LuChang-CS / news-crawler

A news crawler for BBC News, Reuters and New York Times.
108 stars 40 forks source link

Reuters error #25

Closed moonSandra closed 1 year ago

moonSandra commented 1 year ago

Hi LuChang, I tried to run python reuters_crawler.py reuters.cfg but I got this error and I don't know how to fix it.

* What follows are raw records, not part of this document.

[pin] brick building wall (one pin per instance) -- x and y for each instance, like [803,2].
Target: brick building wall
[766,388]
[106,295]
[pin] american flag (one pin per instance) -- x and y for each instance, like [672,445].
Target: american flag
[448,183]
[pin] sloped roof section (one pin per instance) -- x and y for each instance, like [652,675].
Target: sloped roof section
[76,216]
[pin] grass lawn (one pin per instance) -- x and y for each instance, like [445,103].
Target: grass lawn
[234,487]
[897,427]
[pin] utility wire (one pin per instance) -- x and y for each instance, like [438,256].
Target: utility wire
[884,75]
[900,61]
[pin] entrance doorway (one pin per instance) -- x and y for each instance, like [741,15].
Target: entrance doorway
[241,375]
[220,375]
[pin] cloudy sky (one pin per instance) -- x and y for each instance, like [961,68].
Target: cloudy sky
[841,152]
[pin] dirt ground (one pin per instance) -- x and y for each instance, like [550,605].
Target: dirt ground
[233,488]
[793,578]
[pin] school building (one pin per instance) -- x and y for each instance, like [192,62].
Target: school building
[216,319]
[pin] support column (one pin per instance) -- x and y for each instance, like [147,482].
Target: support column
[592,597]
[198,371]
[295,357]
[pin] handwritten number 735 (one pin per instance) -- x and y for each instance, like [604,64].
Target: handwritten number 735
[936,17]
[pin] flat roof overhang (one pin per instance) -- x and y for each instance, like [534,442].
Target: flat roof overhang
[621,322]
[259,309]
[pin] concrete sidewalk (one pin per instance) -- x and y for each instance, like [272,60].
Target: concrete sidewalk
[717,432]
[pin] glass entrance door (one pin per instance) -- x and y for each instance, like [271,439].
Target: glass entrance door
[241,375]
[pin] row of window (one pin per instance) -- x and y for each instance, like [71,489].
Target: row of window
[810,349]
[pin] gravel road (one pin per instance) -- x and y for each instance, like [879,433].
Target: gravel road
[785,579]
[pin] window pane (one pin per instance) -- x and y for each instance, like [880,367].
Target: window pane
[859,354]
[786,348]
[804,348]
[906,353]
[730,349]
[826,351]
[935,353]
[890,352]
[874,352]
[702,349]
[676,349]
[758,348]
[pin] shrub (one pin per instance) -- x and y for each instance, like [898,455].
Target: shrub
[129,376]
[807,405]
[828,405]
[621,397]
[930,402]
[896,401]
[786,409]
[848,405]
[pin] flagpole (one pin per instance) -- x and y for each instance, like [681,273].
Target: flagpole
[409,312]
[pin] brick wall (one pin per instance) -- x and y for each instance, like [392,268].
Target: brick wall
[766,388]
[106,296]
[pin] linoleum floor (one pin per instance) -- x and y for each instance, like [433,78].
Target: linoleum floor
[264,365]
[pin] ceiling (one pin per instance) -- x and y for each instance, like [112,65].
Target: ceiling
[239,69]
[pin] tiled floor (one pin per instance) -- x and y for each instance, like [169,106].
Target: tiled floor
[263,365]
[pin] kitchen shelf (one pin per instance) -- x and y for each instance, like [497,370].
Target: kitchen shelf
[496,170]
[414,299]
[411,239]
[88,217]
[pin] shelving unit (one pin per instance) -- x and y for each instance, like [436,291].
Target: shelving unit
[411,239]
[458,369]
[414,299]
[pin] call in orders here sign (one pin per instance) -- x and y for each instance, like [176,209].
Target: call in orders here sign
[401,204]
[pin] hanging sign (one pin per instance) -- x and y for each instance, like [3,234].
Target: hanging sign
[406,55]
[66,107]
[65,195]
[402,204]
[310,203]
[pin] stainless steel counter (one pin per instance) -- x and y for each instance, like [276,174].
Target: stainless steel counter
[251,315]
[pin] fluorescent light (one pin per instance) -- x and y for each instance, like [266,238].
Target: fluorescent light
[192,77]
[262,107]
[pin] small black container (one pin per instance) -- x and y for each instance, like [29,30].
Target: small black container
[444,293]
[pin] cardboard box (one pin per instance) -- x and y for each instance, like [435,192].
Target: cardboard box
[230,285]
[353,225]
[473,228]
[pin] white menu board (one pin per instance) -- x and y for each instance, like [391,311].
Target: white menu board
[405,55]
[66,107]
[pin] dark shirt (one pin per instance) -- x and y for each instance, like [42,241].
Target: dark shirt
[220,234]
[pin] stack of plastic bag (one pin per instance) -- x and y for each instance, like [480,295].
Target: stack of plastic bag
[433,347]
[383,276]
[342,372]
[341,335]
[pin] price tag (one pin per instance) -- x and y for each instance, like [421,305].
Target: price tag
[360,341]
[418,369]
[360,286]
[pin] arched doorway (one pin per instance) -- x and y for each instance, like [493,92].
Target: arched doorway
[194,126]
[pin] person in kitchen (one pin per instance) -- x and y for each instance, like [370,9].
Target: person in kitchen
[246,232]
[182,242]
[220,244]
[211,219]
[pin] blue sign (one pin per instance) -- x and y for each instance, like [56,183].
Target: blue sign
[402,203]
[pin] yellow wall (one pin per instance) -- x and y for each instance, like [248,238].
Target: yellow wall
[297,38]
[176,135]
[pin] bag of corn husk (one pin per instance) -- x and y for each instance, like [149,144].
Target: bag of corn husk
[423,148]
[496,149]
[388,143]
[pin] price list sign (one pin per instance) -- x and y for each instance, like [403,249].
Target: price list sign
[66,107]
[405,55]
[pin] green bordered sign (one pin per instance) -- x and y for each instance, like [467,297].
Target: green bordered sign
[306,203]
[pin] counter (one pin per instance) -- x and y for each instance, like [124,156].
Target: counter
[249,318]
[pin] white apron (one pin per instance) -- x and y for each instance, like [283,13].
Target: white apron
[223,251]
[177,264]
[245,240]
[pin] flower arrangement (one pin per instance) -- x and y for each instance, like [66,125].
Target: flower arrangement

Traceback (most recent call last):
  File "/home/Downloads/news-crawler-master/nytimes_crawler.py", line 14, in <module>
    nytime_article_fetcher = NytimeArticleFetcher(config)
  File "/home/Downloads/news-crawler-master/article/nytimes_article.py", line 15, in __init__
    super(NytimeArticleFetcher, self).__init__(config)
  File "/home/Downloads/news-crawler-master/article/darticle.py", line 22, in __init__
    self._mkdir(self.path,
  File "/home/Downloads/news-crawler-master/article/darticle.py", line 36, in _mkdir
    os.makedirs(path)
  File "/home/anaconda3/lib/python3.9/os.py", line 225, in makedirs
    mkdir(name, mode)
FileNotFoundError: [Errno 2] No such file or directory: ''
moonSandra commented 1 year ago

sorry i noticed the #13 thanks to your answer

jijivski commented 9 months ago

Hi, can you still get content from the three websites? They refused my request. Do you have some ideas to solve the 403 and 401 problems? Thanks.

LuChang-CS commented 9 months ago

Hi, these errors may be caused by the anti-crawler feature of these news websites. You can try to set a longer time interval for two requests. But it cannot be guaranteed.